Pick ONE primary (60-70% of scene changes) plus 1-2 accents. Never use a different transition for every scene.

### Mood → transition type

| Mood                     | Transitions                                                                 |
| ------------------------ | --------------------------------------------------------------------------- |
| Warm / inviting          | Light leak, blur crossfade, focus pull, film burn · _Shader:_ thermal distortion, cross-warp morph |
| Cold / clinical          | Squeeze, zoom out, blinds, shutter, grid dissolve · _Shader:_ gravitational lens |
| Editorial / magazine     | Push slide, vertical push, diagonal split, shutter · _Shader:_ whip pan     |
| Tech / futuristic        | Grid dissolve, staggered blocks, blinds · _Shader:_ glitch, chromatic split |
| Tense / edgy             | Glitch, VHS, chromatic aberration, ripple · _Shader:_ ridged burn, domain warp |
| Playful / fun            | Elastic push, 3D flip, circle iris, morph circle · _Shader:_ swirl vortex, ripple waves |
| Dramatic / cinematic     | Zoom through, gravity drop, overexposure · _Shader:_ cinematic zoom, gravitational lens |
| Premium / luxury         | Focus pull, blur crossfade, color dip to black · _Shader:_ cross-warp morph |
| Retro / analog           | Film burn, light leak, VHS, clock wipe · _Shader:_ light leak               |

### Presets

| Preset     | Duration | Easing            |
| ---------- | -------- | ----------------- |
| `snappy`   | 0.2s     | `power4.inOut`    |
| `smooth`   | 0.4s     | `power2.inOut`    |
| `gentle`   | 0.6s     | `sine.inOut`      |
| `dramatic` | 0.5s     | `power3.in` → out |
| `instant`  | 0.15s    | `expo.inOut`      |
| `luxe`     | 0.7s     | `power1.inOut`    |

### Install a shader transition

```bash
npx hyperframes add flash-through-white
npx hyperframes add --list
```

### CSS vs shader

- **CSS transitions** animate scene containers with opacity, transforms, `clip-path`, and filters. Simpler to set up.
- **Shader transitions** composite both scene textures per-pixel on a WebGL canvas — can warp, dissolve, and morph in ways CSS cannot. Import from `@hyperframes/shader-transitions` instead of writing raw GLSL.

Don't mix CSS and shader transitions in the same composition — once a composition uses shader transitions, the WebGL canvas replaces DOM-based scene switching for every transition.

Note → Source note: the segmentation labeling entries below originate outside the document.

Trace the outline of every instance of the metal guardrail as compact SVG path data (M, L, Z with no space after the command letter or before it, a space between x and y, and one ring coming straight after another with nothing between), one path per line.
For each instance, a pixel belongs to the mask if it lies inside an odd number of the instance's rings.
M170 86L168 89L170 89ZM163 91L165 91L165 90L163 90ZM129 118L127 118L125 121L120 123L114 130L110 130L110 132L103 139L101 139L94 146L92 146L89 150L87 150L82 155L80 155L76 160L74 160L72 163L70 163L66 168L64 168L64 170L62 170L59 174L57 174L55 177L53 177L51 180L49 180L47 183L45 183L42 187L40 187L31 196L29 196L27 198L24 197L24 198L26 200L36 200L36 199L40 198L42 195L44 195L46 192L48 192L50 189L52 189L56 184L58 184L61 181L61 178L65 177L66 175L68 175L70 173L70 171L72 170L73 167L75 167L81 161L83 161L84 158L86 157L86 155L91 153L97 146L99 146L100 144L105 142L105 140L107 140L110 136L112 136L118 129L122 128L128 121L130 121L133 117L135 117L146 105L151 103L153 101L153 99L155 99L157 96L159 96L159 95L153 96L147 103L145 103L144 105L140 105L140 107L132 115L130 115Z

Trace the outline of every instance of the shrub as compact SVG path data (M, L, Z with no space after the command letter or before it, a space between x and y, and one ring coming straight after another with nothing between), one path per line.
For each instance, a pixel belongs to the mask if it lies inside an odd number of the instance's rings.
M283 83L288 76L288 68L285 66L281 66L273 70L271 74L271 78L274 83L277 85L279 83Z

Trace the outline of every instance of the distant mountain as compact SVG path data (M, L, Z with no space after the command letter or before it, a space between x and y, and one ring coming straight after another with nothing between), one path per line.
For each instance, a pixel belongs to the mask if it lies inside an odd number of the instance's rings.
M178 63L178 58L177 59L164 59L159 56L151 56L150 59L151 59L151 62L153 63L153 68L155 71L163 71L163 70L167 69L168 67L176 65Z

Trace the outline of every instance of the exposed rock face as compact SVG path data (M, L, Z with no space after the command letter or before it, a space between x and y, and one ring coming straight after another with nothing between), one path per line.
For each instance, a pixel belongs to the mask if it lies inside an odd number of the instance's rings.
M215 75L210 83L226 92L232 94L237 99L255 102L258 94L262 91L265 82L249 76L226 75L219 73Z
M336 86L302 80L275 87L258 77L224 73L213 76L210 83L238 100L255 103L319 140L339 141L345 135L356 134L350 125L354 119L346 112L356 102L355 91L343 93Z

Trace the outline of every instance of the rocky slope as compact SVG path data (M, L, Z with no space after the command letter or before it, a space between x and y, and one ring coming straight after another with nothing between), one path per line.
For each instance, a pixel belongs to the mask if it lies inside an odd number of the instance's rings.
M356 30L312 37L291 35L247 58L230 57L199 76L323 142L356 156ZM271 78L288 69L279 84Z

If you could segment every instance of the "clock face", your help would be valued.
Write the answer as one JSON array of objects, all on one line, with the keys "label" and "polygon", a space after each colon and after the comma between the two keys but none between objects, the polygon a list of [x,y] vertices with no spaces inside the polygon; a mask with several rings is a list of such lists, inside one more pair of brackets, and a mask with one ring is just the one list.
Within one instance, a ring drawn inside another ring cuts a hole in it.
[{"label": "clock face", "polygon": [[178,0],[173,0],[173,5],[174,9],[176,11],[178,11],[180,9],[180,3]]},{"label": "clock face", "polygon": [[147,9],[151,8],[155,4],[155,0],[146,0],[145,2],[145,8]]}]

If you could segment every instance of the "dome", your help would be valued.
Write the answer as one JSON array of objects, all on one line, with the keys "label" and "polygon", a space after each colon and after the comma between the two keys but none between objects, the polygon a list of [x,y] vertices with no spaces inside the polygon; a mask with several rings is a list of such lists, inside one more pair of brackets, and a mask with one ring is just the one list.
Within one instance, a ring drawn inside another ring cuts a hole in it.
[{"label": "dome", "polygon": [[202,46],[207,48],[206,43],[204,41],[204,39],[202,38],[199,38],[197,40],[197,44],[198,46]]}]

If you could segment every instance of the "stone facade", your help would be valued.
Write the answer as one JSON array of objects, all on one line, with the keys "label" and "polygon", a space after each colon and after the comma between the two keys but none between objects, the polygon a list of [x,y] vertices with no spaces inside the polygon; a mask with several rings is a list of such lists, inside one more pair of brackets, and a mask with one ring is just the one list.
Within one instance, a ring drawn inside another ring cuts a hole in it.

### Shader-compatible CSS rules

Shader transitions capture DOM scenes to WebGL textures via html2canvas. The canvas 2D pipeline doesn't match CSS exactly:

1. No `transparent` keyword in gradients — use the target color at zero alpha: `rgba(200,117,51,0)` not `transparent`. (Canvas interpolates `transparent` as `rgba(0,0,0,0)` creating dark fringes.)
2. No gradient backgrounds on elements thinner than 4px. Use solid `background-color` on thin accent lines.
3. No CSS variables (`var()`) on elements visible during capture — html2canvas doesn't reliably resolve custom properties. Use literal color values.
4. Mark uncapturable decoratives with `data-no-capture` — they stay on the live DOM but are absent from the shader texture.
5. No gradient opacity below 0.15 — renders differently in canvas vs CSS.
6. Every `.scene` div must have explicit `background-color`, AND pass the same color as `bgColor` in the `init()` config. Without either, the texture renders as black.

These rules only apply to shader transition compositions. CSS-only compositions have no restrictions.

### Don't

- Mix CSS and shader transitions in one composition.
- Use exit animations on any scene except the final scene — the transition IS the exit.
- Introduce a new transition type every scene — pick one primary + 1-2 accents.
- Use transitions that create visible geometric repetition (grids, hex cells, uniform dots) — they look artificial regardless of the math behind them. Prefer organic noise (FBM, domain warping).